Toast's stock debut came two days after the restaurant tech company raised its expected IPO price to a range between $34 and $36, up from $30 to $33. The company said it would initially offer about 22 million shares, which would result in a maximum of $782 million raised. When Toast first filed for the public offering in August, it originally anticipated a $100 million offering.
The company's Class B shareholders, including top Toast executives and venture investors such as Tiger Global, will control the Boston-based company by virtue of having ten votes per share for every one vote that the Class A shares confer.
During the company's roadshow, investors were very receptive to Toast's offerings, Steve Fredette, Toast president and co-founder, said in an interview. "Restaurants are historically underserved by technology," Fredette said. "I think the investor community has just woken up to that."
While Toast was hit particularly hard during the pandemic last year — it laid off and furloughed half its staff — its IPO reflects the company's resilience. The company quickly transitioned to provide more online ordering options to restaurants as they pivoted to off-premise and contactless ordering options. During the pandemic, the firm launched Toast Now, a digital-only platform that allows restaurants to quickly activate online ordering, delivery, gift card and email marketing capabilities, the company said in its S-1 filing. It also offered a suite of contactless order and pay solutions, including QR codes in April.
In 2019 and 2020, Toast posted net losses of $209 million and $248 million, respectively, according to the filing. The business was incorporated in late 2011.
Toast had been working on order and pay and digital ordering prior to the pandemic, but the COVID-19 crisis helped accelerate a lot of technology, Fredette said.

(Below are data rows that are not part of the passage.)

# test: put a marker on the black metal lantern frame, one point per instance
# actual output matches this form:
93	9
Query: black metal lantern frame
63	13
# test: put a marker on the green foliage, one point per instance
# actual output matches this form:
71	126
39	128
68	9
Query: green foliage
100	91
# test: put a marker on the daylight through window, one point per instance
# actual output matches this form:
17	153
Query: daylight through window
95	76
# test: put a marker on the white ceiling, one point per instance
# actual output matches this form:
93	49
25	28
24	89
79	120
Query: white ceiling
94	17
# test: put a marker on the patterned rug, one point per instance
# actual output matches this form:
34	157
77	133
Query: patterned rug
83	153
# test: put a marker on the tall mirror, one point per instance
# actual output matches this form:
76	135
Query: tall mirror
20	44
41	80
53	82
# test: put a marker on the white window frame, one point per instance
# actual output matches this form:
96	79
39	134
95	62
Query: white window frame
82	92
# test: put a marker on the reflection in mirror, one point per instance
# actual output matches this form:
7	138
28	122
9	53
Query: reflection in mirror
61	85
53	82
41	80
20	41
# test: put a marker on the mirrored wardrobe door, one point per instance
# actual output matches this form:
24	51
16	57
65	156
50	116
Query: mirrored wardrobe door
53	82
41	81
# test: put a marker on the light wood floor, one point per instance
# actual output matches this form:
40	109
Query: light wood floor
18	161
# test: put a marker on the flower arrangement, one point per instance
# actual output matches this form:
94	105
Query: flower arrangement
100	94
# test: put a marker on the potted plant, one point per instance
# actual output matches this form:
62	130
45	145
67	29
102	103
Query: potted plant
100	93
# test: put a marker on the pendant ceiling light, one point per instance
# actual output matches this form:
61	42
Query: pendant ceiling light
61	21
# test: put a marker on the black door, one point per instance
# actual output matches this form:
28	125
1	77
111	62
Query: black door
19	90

"The success that we've been able to have throughout the recovery is something that we've been building for a decade. So that really does make a big difference in our ability to understand what the restaurant industry needs," Fredette said.
The pandemic also accelerated some changes in Toast's business that have made it more flexible more scalable, he said. There has been a huge shift recently toward self-install and remote install, which was an easier model for customers as well as a more efficient model for Toast as a business, Fredette said.
"We took a hit with everybody else and then we went right back into growth mode," Fredette said. "What we saw is restaurants continue to be much more resilient than anybody, even ourselves, might have thought and bounced back."
This shift helped the company regain momentum. It grew to service 48,000 restaurant locations as of June 30, 2021, up 45% from about 33,000 restaurant locations as of June 30, 2020.
"To bring the end-to-end platform that we've built for restaurants to the restaurant community, that's going to take more investment, and we think there's more opportunity to add to the product platform," Fredette said, adding that continued investment can help it bulk up its point-of-sales operations, digital ordering, delivery, marketing, employee engagement and financial technology.
"There's a big opportunity to continue to work to help our customers to thrive," Fredette said.